Thanks to Prof Philip Stott on EnviroSpin Watch for spotting a startling development in the parallel universe of climate-change 'science', which if true leaves its integrity and credibility in shreds. An expert on hurricanes, cyclones and typhoons, Chris Landsea, has resigned from the International Panel on Climate Change after what he says was a gross misrepresentation of scientific evidence to claim falsely that global warming was producing more hurricane activity. In an open letter to his colleagues, Landsea says that shortly after he had drafted the hurricanes chapter for the IPCC's fourth assessment report's Observations chapter, the Observations lead author, Dr. Kevin Trenberth, told a press conference organised by scientists at Harvard that global warming would spur the occurrence of more hurricane activity. But Landsea knew that this was the precise opposite of what the scientific evidence had suggested. He writes:
'I found it a bit perplexing that the participants in the Harvard press conference had come to the conclusion that global warming was impacting hurricane activity today. To my knowledge, none of the participants in that press conference had performed any research on hurricane variability, nor were they reporting on any new work in the field. All previous and current research in the area of hurricane variability has shown no reliable, long-term trend up in the frequency or intensity of tropical cyclones, either in the Atlantic or any other basin. The IPCC assessments in 1995 and 2001 also concluded that there was no global warming signal found in the hurricane record.
'Moreover, the evidence is quite strong and supported by the most recent credible studies that any impact in the future from global warming upon hurricane will likely be quite small. The latest results from the Geophysical Fluid Dynamics Laboratory (Knutson and Tuleya, Journal of Climate, 2004) suggest that by around 2080, hurricanes may have winds and rainfall about 5% more intense than today. It has been proposed that even this tiny change may be an exaggeration as to what may happen by the end of the 21st Century (Michaels, Knappenberger, and Landsea, Journal of Climate, 2005, submitted).

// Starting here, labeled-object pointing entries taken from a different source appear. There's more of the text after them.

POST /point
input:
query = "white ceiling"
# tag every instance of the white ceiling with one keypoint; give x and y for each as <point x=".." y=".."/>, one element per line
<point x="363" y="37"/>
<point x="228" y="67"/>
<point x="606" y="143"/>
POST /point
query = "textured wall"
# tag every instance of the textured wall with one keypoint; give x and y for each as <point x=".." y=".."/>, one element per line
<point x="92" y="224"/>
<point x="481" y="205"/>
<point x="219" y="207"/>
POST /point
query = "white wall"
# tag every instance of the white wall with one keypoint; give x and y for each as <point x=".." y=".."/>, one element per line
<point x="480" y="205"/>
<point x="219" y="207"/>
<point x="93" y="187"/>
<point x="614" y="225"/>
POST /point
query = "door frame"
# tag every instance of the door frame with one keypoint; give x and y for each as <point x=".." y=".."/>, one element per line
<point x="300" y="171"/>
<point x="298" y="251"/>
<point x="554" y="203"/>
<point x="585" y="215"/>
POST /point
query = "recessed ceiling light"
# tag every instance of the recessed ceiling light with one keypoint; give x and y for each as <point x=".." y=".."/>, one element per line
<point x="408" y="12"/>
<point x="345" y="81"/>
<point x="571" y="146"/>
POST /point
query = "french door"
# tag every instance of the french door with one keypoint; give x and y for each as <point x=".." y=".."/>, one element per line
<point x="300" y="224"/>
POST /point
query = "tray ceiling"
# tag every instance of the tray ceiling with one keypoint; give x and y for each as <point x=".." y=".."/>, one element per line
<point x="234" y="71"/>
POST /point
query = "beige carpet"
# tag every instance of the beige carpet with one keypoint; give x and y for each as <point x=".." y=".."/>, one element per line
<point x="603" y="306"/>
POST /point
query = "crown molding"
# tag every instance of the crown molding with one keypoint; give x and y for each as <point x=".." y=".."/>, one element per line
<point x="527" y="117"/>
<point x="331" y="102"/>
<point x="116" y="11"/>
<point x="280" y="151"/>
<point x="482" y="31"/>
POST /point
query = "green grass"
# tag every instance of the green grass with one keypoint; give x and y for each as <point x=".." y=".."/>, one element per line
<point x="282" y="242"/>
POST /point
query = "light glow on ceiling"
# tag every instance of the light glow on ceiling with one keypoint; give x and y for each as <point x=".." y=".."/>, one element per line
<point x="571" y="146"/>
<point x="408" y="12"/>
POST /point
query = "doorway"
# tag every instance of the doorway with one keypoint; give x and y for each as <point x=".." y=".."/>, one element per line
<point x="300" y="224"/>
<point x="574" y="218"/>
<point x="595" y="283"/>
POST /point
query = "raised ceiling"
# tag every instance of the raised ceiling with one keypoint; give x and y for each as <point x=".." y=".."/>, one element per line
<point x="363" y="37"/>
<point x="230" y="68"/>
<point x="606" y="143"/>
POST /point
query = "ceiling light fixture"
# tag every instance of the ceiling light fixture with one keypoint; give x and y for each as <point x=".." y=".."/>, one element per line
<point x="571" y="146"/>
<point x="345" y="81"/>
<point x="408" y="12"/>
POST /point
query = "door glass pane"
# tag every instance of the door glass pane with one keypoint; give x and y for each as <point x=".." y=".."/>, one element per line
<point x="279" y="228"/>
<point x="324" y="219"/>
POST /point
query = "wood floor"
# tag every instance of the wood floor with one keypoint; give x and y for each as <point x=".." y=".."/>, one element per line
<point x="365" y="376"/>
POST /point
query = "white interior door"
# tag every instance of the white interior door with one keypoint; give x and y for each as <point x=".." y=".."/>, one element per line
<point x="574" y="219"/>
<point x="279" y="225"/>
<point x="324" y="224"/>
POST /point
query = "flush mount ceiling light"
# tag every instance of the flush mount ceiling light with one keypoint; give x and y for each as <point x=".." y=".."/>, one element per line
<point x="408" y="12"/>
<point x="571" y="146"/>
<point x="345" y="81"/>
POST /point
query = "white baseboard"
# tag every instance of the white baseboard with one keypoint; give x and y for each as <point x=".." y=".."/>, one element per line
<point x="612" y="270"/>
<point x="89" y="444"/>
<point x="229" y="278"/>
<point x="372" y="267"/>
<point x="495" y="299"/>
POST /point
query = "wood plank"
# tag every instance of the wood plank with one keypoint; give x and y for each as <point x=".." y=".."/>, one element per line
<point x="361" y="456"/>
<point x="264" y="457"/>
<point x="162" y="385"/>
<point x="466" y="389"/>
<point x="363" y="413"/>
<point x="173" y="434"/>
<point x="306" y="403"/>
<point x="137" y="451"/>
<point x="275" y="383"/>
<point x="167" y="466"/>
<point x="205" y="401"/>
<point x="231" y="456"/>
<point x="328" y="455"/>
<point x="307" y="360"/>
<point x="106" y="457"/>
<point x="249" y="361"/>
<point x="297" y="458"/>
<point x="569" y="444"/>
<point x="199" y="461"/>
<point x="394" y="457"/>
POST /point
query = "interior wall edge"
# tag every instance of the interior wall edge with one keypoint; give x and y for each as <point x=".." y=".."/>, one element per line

'It is beyond me why my colleagues would utilize the media to push an unsupported agenda that recent hurricane activity has been due to global warming. Given Dr. Trenberth’s role as the IPCC’s Lead Author responsible for preparing the text on hurricanes, his public statements so far outside of current scientific understanding led me to concern that it would be very difficult for the IPCC process to proceed objectively with regards to the assessment on hurricane activity. My view is that when people identify themselves as being associated with the IPCC and then make pronouncements far outside current scientific understandings that this will harm the credibility of climate change science and will in the longer term diminish our role in public policy.'
When Landsea expressed his concerns, he says, the IPCC simply brushed them aside. So Landsea has now left the IPCC, saying:
'I personally cannot in good faith continue to contribute to a process that I view as both being motivated by pre-conceived agendas and being scientifically unsound'.

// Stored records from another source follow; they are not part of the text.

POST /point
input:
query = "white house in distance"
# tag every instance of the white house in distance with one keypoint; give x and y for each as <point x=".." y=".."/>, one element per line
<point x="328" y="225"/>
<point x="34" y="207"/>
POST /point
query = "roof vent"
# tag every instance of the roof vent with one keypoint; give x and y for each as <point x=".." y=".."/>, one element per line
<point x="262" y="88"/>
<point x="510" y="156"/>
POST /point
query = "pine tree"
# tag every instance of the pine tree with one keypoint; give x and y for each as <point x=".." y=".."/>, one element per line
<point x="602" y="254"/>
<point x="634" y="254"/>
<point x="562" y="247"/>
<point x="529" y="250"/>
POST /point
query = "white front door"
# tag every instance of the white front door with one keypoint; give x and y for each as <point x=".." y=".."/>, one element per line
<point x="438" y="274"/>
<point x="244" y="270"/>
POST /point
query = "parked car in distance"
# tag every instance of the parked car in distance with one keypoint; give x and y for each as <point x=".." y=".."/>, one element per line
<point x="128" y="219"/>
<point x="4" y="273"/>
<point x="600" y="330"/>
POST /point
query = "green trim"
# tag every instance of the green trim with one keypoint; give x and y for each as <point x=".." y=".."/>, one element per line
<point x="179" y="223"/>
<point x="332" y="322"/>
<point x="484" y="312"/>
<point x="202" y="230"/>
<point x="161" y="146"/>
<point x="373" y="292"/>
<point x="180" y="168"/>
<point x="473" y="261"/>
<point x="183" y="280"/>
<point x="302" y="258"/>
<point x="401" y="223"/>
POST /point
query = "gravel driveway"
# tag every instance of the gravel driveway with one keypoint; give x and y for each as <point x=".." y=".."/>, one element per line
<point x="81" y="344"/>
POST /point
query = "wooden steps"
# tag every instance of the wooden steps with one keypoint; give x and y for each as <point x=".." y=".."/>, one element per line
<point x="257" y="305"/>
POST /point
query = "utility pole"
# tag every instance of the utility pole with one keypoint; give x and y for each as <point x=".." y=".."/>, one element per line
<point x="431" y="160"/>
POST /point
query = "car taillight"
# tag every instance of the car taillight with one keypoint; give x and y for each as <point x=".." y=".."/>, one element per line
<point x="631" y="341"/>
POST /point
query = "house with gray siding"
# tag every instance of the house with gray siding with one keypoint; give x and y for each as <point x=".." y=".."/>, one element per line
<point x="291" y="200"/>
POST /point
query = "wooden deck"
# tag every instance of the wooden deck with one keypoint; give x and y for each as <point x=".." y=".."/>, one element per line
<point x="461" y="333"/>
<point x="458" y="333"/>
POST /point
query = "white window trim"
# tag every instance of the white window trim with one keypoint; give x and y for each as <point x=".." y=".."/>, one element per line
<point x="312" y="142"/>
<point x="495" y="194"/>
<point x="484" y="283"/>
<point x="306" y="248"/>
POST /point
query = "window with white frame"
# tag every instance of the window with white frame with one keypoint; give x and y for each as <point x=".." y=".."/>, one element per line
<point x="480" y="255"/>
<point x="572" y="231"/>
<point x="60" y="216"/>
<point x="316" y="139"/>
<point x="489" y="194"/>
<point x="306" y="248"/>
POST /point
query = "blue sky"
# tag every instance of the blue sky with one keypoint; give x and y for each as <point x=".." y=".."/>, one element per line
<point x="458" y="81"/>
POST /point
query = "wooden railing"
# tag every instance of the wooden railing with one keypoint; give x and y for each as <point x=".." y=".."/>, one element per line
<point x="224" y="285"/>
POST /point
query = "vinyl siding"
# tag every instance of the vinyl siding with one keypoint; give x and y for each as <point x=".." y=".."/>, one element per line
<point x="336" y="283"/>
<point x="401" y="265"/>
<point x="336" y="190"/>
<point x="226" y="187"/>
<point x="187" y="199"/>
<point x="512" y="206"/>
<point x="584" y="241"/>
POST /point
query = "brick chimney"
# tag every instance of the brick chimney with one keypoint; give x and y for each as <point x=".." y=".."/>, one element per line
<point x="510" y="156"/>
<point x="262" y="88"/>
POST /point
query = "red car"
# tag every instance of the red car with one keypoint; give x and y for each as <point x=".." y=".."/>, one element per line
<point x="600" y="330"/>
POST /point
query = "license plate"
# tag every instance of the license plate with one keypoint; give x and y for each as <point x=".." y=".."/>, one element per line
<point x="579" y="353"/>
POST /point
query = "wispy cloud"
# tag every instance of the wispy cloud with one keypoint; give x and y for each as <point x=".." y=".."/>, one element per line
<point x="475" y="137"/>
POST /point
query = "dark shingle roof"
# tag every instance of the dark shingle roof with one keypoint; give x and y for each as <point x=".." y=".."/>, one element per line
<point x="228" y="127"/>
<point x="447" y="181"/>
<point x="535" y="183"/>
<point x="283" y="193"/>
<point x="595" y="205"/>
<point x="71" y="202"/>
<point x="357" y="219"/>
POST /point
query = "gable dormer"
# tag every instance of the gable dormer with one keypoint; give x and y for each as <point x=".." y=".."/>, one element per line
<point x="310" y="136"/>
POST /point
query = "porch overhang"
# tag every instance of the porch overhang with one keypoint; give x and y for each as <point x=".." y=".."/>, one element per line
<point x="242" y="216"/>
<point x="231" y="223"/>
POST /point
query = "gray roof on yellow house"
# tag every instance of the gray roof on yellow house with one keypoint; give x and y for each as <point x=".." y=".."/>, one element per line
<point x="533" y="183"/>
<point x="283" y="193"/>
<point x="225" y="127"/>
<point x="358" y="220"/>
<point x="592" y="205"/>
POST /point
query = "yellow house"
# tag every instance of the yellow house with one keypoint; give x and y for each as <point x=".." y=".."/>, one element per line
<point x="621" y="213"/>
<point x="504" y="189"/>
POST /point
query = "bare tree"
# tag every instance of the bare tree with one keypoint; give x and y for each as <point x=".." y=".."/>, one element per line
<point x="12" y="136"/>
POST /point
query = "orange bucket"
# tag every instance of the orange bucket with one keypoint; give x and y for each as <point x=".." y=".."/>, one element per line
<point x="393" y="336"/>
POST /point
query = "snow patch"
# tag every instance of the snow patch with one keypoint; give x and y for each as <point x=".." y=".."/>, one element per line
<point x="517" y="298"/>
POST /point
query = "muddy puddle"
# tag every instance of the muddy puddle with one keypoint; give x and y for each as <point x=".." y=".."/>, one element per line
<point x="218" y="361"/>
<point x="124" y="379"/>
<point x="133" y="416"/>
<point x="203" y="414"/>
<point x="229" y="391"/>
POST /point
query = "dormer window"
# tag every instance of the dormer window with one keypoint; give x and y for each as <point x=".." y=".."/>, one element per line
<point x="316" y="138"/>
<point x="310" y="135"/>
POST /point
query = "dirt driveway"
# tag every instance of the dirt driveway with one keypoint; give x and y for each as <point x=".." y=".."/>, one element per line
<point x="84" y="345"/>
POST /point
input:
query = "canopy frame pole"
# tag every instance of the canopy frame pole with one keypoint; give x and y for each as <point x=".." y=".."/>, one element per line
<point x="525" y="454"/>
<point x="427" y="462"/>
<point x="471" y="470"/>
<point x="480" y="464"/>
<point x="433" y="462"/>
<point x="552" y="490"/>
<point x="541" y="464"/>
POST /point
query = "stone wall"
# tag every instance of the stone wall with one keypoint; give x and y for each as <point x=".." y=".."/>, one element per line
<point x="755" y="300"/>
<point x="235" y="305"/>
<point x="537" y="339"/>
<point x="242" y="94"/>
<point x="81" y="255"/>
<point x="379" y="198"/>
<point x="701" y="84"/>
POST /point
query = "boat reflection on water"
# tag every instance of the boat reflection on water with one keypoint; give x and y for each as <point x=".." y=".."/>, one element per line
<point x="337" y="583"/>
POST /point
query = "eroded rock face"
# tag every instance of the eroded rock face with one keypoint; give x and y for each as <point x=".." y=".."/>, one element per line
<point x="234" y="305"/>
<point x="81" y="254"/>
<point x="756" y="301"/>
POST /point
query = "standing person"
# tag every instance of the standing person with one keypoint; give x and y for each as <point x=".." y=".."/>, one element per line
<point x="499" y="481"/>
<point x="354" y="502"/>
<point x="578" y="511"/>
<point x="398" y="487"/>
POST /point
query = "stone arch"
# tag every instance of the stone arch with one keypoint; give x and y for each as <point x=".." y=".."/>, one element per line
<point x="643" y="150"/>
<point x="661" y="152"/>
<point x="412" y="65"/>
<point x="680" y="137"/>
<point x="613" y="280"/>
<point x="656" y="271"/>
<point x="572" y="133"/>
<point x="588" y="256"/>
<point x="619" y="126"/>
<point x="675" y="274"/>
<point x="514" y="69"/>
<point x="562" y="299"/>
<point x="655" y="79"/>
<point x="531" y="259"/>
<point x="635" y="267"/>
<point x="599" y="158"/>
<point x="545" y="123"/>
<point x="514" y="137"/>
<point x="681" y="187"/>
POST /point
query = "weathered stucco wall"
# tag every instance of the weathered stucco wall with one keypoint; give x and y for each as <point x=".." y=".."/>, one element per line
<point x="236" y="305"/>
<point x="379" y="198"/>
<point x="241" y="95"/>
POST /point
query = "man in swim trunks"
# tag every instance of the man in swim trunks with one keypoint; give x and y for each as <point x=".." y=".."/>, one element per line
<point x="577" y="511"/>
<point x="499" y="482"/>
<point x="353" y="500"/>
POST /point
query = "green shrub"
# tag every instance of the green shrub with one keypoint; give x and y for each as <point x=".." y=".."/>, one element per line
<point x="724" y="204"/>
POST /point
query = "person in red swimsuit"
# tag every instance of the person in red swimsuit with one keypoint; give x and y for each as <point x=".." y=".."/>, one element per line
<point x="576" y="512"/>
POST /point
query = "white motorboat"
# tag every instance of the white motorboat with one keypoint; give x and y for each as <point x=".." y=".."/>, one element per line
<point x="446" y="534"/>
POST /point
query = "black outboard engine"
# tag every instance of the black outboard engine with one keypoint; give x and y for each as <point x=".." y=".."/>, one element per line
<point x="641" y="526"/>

If Landsea is correct, then this is a tremendous scandal and immensely damaging to the reputation not just of the individuals concerned but of science in general. Of course, it would not be surprising to people like myself who have long argued that the IPCC has disgracefully politicised science and, through its highly tendentious employment of climate computer modelling to produce the bogus certainty of man-made global warming, already destroyed the claim of this branch of science to its most precious attribute, evidential truth. But if Landsea's account is true, then for the first time the IPCC's hand will have been caught squarely in the till.